Here we had (top to bottom in the photos below) a big green Berliet, a red KRIT, a trim yellow Oakland Romano, a Luxor , a La Zebre (no, I've never heard of these last four marques either!)…  and a De Dion…but not one like the usual London-Brighton type. Not at all!

 

They rumbled up the hill with varying degrees of drama, some flung around like rally cars, others a little more sedately, but all wonderfully eccentric in their own way. Not that Curtiss provided the only aero engines in the entry - far from it. There were three cars with DeHavilland motors (two GNs and a Delage)

 And a Pic-Pic with a Sturtevant V8 under the hood …
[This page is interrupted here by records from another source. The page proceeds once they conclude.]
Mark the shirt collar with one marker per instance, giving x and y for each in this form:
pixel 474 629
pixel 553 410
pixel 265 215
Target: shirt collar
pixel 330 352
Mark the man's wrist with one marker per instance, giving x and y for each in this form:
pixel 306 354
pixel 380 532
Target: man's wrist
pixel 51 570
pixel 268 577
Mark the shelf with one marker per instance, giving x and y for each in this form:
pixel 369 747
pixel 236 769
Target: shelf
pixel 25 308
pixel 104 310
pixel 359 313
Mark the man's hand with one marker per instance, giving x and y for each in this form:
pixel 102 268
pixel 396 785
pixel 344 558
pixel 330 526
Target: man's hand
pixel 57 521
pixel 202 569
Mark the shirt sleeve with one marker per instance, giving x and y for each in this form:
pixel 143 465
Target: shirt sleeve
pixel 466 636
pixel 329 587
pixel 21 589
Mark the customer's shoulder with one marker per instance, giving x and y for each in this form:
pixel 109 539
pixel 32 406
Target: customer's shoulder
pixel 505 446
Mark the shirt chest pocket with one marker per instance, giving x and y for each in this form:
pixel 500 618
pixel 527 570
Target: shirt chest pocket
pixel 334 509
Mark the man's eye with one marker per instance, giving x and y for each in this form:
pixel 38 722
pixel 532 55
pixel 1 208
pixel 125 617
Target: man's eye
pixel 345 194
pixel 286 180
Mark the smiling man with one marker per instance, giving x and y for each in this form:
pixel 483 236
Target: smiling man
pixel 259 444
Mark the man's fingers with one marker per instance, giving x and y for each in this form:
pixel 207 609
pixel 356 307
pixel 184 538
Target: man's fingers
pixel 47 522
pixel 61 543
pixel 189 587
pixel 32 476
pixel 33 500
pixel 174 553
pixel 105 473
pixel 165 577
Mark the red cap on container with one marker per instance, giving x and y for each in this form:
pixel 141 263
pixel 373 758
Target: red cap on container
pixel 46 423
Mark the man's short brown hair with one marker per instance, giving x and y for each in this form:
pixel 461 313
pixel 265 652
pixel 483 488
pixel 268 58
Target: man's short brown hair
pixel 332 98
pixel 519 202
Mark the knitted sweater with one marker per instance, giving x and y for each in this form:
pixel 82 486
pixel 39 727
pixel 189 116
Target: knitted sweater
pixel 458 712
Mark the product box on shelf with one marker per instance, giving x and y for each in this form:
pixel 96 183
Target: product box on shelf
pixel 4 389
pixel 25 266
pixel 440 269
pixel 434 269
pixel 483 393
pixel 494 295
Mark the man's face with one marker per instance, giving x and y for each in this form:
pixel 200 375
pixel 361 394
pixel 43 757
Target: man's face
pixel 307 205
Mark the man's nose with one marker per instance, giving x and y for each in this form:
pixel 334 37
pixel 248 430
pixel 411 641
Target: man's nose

The combining of unlikely engines and chassis is very much a VSCC ‘thing’ and among the rather smaller engines machinery were gloriously mad creations like the Weleseley Special which featured the front of two BSA three-wheeler, which originally being a front wheel drive design meant two engines with the driver in between with all round independent suspension and four-wheel drive! The chassis in the middle was part Dexion and part Forth Bridge in style. As yet it's in the early stages of development so didn't set any records but it certainly rained many eyebrows. Ten out of Ten for original thinking, that man!

 There were also a mass of GN and Austin 7 based special with assorted JAP or Aerial engines in evidence. Paul Martin's Austin 7-J.A.P (below)being about the smartest one I have ever seen. Specials of this nature do not generally rate highly on presentation!

It wouldn't be Prescott without a few Bugattis, although perhaps a few less than in years gone by.  Strangely we have seen rather more examples appearing together at rather less high-profile events here in the past, but then you can't fit in everything I guess. 

But there was a good turn out of ERAs… one of these (the green one at the back of the line) was actually a newly built replica using a lot of original bits including an ex R4D engine that had blown to bits at Goodwood some years ago and since been stitched back together! As always they made a great noise and a wonderful spectacle on the hill.

And if you tired of watching cars at speed, there was always the car park reserved (in theory…) for pre-war cars where Bentley's Alvis', Lancias, MGs and Lagonda sparkled in the sunlight with owners picnicking in between at lunch time.

This spectating lark is rather fun…I might try it again !

The 1924 3 Litre Bentley of my good freinds Elinor & Clive

 Ian Beale's lovely Citroen Traction. He was my trusty navigator when we were rallying in the 1990s

Trojan Utility club - several cars still on original pre war solid tyres!